長期間家を放置すると「特定空き家」に認定されてしまう
●特定空き家とは
特定空き家とは、十分な管理をされることなく放置された結果、周辺住民に迷惑をかけている物件のことです。
比較的温暖で湿度も高く、木造住宅の多い日本では、定期的に換気をしたり住まいのメンテナンスをしたりしないと、住宅の劣化が進みます。
柱や壁が腐食して傾いた家、手入れがされておらず虫の発生源となっている庭など、未管理の住宅は近隣住民に迷惑をかける負の財産です。
ただ、不動産が私有物である以上、周囲の人や自治体が勝手に空き家を手入れしたり、解体したりするわけにはいきません。

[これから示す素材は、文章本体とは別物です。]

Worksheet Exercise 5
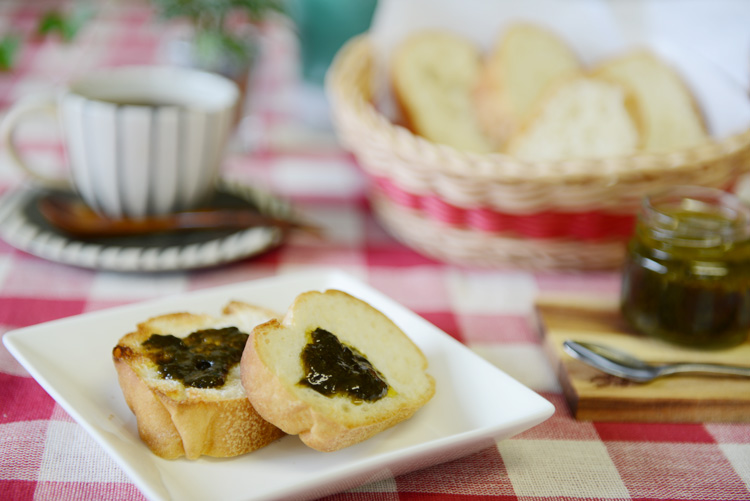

そこで、自治体が空き家の所有者に勧告を出したり、解体工事をして所有者に料金を請求したりできる、「特定空き家」という制度が作られました。
●特定空き家の認定基準
特定空き家の認定基準は、以下の通りです。
- 建物や門扉などが破損しており倒壊のリスクがある
- ゴミ・異臭・害獣・害虫等の発生源になっている
- 建物が荒れており周辺の景観を損ねている
- 近隣住民の生活環境を荒らしている
上記のどれかに当てはまる住宅が市民から通報を受けると、自治体による審査の後、特定空き家に認定されてしまいます。
田舎ならともかく、隣家の多い街中に空き家を持っている場合は、特に注意が必要です。
特定空き家を所有するデメリット
●固定資産税の優遇がなくなる
通常、住宅のある土地の固定資産税は、税の特例で最大6分の1程度に軽減されています。
しかし、特定空き家に認定された場合、固定資産税の優遇を受けられません。
また、税の減免措置は、固定資産税だけでなく都市計画税にも適用されているので、減免がなくなると一気に土地の維持費が高くなってしまいます。
特定空き家に認定されれば、「固定資産税だけを納めておいて、家を維持する」という使い方もしづらくなるわけです。
●近隣住民から嫌われる
特定空き家は、現在進行系で市民に迷惑をかけている物件なので、所有者は基本的に近隣住民から嫌われていると考えておきましょう。
特定空き家に認定されてから対処をしても、近隣住民の悪感情はなかったことにはなりません。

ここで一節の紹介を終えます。